I found Mark Treadwell really affirmed many of my thoughts on teaching, e.g. importance of concepts (vs topics), understanding the learning process, the beauty (my term) of inquiry. “Identify the concept, keep the body of knowledge small, apply knowledge to a number of contexts and practice.”  Apropos contexts, I love how Dan Meyer explains it.

It was really nice to be in Donelle Batty’s session, ably supported by students: Nick Patsianas and Nathaniel.  I am partial to their Massively Minecraft: Project Mist story (read more here).  Justly so.

Finally, I reckon Dr Jason Fox‘s approach for his wrap-up keynote was novel.  He showed us his notes – doodles for each session he attended – pity no one doodled his session yesterday!
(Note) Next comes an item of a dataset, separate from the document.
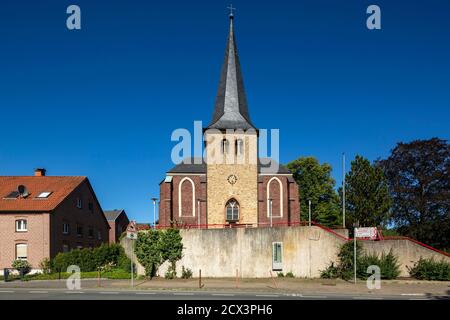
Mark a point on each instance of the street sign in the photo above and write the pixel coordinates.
(370, 233)
(131, 235)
Anyway, just imagine if we didn’t force students to copy as we write it but let them freely doodle their notes.  As a Maths teacher, I have experimented with letting kids make their own definitions/explanations such as SMS or tweet but doodles trumps that, imho.

It was also good to see the PLANE team relax and dance gangnam style – thanks to Rolfe Kolbe, you can watch it too.  Rolfe tried to explain to me as he was doing this but I got lost as he flicked through a few apps. This guy’s an ace.

Well done PLANE team and presenters. The Festival of Learning really got this message across:

Do it. Share it. Lead it.

Finishing up here, just under 500 (not 300) words again.

Repeating my PS: if you’re an educator, register at PLANE.

Festival of Learning Day 1

Lucky me for making it to the Festival of Learning by PLANE.  Like any good festival, there was quite a buzz and lots of people all happy to be there and be part of the festivitites. There was a lot on offer – a smorgasbord of learning and networking opportunities.

I won’t be able to do justice in capturing what it was like because so much happened. Check out#FOL12 on Twitter, this Storify by @Townesy77, PLANE festival page, or within PLANE.

Instead, I’ll list some of my takeaways because this is personalised learning, yeah? My learning.

  • Celebrate Success.  Share your story.  from Adam Elliott – you can win even if no one else expect you to do so.  And when people acknowledge your success, enjoy the ride.
  • Work needed for success. Narratives as context for learning is a motivating factor. from Dr Jason Fox. “What if work is play?”  It’s not that work is play as such but viewed as play – I interpret this as the Mary Poppins spoonful of sugar approach:

In ev’ry job that must be done there is an element of fun

you find the fun and snap! The job’s a game

  • There are many accessibility issues and opportunities for a truly inclusive classroom. Technology can help students communicate (read: share their story). from Greg Alchin. We have the technology. The question is, are we designing inclusive classrooms? Greg also shared the CAP website – lots of resources there.
  • Take care of the teachers. from Dan Haesler. Ok, I just caught the tail-end of Dan’s presentation but I thought this message is so powerful in its simplicity and relevance.  I look at it as a colleague/peer of teachers but also as a parent of kids who have teachers.
  • Be kind.  from Vivien Tuckerman. Again, just one of her many shared thoughts. However, I find that this language is important and far easier to use with students – Respect is more abstract in comparison.  
  • Do it. Share it. Lead it. from Dr S Howard. A good wrap-up keynote because, for me at least, Sarah touched on all the themes mentioned above. There is positive change in education – we must acknowledge and celebrate it. We have to work  – do make things happen. We should share our stories. This is part of taking care of teachers. Technology is there with all its affordances. Sarah’s keynote notes has her keypoints but not the dynamic story-telling on risk-taking  with a meta approach – modeling to the max. (Yes, I have an edu crush and yes I’ve told her because I was lucky enough to have a post-conference de-brief with her, Ben Jones and Donelle Batty).
There are also social takeaways – having met a few  including PLANE’s Roisin and Jenny Lewis – and spending time with my edu friends.
All up, a good first day. Looking forward to tomorrow.
And look… a wrap-up in less than 500 words. I was aiming for 300 though. oh well. 🙂
PS. if you’re an educator, register at PLANE.